Bu nedenle, müzikal gelişimin çocukların genel gelişimi üzerinde olumlu bir etkisi olduğu unutulmamalıdır. Çocuğun düşüncesi gelişir, duygusal alan zenginleşir ve müziği deneyimleme ve hissetme yeteneği, genel olarak güzelliğe olan sevgiyi, yaşamdaki duyarlılığı geliştirmeye yardımcı olur. Zihinsel işlemler, dil, hafıza da gelişiyor. Bu nedenle, bir çocuğu müzikal olarak geliştirerek, uyumlu bir şekilde gelişmiş bir kişilik oluşumuna katkıda bulunuruz ki bu çok önemlidir. Okul öncesi çocukların müzik etkinliği, çocukların müzik sanatı (ve onun aracılığıyla çevredeki yaşam ve kendileri) hakkındaki bilgilerinin çeşitli yolları, araçlarıdır ve bunların yardımıyla genel gelişim de gerçekleştirilir.

Kaynakça:

  1. Vetlugina N.A. Anaokulunda müzik eğitimi. -M.; Aydınlanma, 1981
  2. Anaokulunda müzik eğitimi yöntemleri / ed. Vetlugina N.A. - E, 1982.
  3. Metlov N.A. Müzik - çocuklar için - M.; Aydınlanma, 1985
  4. Nazaikinsky E.V. Müzik eğitimi psikolojisi üzerine. - M.: 1972.
  5. Tarasov G.S. Müzik eğitimi sisteminde pedagoji. - M.; 1986
  6. Teplov B.M. Müzikal yeteneklerin psikolojisi - M., L., 1977.
  7. Khalabuzar P., Popov V., Dobrovolskaya N. Müzik eğitimi yöntemleri - M., 1989.

İÇİNDEmüziğin anne karnındaki çocuk üzerindeki etkisi.

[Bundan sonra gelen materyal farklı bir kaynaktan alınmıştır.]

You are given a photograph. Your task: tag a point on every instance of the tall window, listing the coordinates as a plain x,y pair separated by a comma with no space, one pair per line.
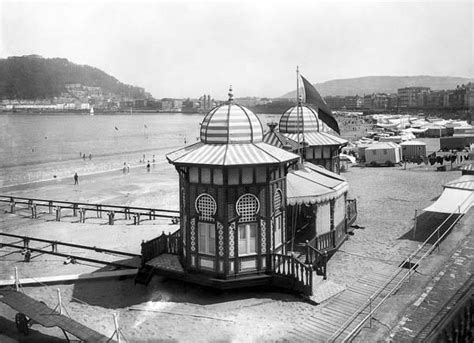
247,238
206,207
207,238
247,208
277,202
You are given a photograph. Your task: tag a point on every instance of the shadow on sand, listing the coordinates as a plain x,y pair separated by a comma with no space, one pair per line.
122,293
427,223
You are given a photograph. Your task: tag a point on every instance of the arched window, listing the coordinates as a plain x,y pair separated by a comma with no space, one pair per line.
247,208
206,207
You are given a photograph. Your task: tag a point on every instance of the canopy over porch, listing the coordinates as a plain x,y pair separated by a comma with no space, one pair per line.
312,184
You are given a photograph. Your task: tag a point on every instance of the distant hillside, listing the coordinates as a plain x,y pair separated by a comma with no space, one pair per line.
383,84
35,77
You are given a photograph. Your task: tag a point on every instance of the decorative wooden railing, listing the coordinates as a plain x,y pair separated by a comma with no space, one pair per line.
164,244
351,210
317,259
326,241
300,274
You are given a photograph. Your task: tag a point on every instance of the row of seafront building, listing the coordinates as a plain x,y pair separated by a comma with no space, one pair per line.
81,97
461,98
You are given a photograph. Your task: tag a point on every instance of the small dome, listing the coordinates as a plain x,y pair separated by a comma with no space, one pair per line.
307,118
231,123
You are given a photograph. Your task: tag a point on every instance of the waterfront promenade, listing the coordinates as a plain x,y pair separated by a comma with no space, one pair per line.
385,212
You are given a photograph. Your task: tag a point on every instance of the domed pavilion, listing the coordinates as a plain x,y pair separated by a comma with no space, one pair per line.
321,145
233,207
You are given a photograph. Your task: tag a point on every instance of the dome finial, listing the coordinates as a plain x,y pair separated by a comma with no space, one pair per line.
231,95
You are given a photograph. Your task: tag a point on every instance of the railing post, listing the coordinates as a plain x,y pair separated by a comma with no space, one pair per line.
58,213
438,242
325,259
17,280
370,313
308,260
82,215
111,215
292,264
414,226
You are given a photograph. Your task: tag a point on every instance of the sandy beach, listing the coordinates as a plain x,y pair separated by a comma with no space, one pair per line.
173,311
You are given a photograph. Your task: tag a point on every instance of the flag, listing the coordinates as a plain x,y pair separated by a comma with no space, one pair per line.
324,113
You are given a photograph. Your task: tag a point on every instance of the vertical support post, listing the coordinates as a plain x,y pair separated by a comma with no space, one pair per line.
58,213
370,313
308,260
414,226
117,328
325,261
438,244
17,280
60,304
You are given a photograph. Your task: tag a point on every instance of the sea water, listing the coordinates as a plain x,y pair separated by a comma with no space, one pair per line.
36,147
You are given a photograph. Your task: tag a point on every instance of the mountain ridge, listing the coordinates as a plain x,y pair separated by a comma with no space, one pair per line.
383,84
34,77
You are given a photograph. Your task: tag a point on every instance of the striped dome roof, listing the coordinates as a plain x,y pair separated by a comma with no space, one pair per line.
231,123
308,121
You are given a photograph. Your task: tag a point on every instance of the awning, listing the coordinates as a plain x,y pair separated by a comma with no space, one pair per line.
312,184
348,158
453,200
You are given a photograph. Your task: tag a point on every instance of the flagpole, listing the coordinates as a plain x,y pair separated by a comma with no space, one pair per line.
298,110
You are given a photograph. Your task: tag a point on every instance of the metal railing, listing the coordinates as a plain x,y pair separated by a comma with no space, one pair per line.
80,207
370,305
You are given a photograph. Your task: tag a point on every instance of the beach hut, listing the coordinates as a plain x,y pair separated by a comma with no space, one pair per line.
412,150
321,144
387,153
435,131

Bir dizi araştırmaya göre, çocuk daha doğmadan önce dış dünyadan gelen sesleri duyar ve titreşimleri hisseder. Ebeveynler, doğmamış bir çocukla şarkı söyleyip konuştuğunda, onun da onlarla ve dış dünyayla iletişim kurduğuna inanılır. Çocuklar, çoğunlukla sarsıntı şeklinde seslere tepki verebilir. Bazı araştırmalar, bebeklerin anne karnındayken bile kendi müzik tercihlerine sahip olduğunu bulmuştur. Eğer şarkı sözünü dinlersen klasik müzik büyük olasılıkla çocuk sakinleşecek ve tekme atmayı bırakacaktır. Ve rock veya metal tarzındaki müzik, anne karnında gerçek dansları kışkırtabilir.

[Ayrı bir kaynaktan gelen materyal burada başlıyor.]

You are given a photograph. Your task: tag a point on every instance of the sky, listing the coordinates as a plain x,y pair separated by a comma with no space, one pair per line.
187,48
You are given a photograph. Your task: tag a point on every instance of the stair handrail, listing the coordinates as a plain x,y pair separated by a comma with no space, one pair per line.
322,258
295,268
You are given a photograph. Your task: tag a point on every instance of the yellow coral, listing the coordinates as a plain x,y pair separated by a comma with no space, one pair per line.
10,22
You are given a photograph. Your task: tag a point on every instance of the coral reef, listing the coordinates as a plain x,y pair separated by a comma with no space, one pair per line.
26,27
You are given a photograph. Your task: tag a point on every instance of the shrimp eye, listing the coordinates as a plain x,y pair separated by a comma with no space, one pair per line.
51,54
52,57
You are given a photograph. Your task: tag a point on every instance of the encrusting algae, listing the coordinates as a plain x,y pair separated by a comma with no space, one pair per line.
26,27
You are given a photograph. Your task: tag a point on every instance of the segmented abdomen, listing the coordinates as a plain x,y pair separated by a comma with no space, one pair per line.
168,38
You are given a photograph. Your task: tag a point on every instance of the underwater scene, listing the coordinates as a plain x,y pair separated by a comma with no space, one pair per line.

Katılan bilim adamları bilimsel araştırma Müziğin çocukların fiziksel gelişimi üzerindeki etkisi hakkında Mozart dinlemenin çocukların zihinsel faaliyetlerinin gelişimine katkıda bulunduğuna inanıyorlar. Bilim adamları bu fenomene "Mozart etkisi" diyorlar. Müziğin çocuk üzerindeki faydalı etkilerini hissetmek için doktorlar genellikle annelere lirik müziği (özellikle klasik) daha sık dinlemelerini tavsiye eder. Müzik, yaşamdaki uyumu yavaş ama etkili bir şekilde yeniden sağlayan ve çocuğun daha fazla fiziksel gelişimine katkıda bulunan insan doğasının bir parçası olarak kabul edilir.

Müziğin yenidoğan bebekler üzerindeki etkisi.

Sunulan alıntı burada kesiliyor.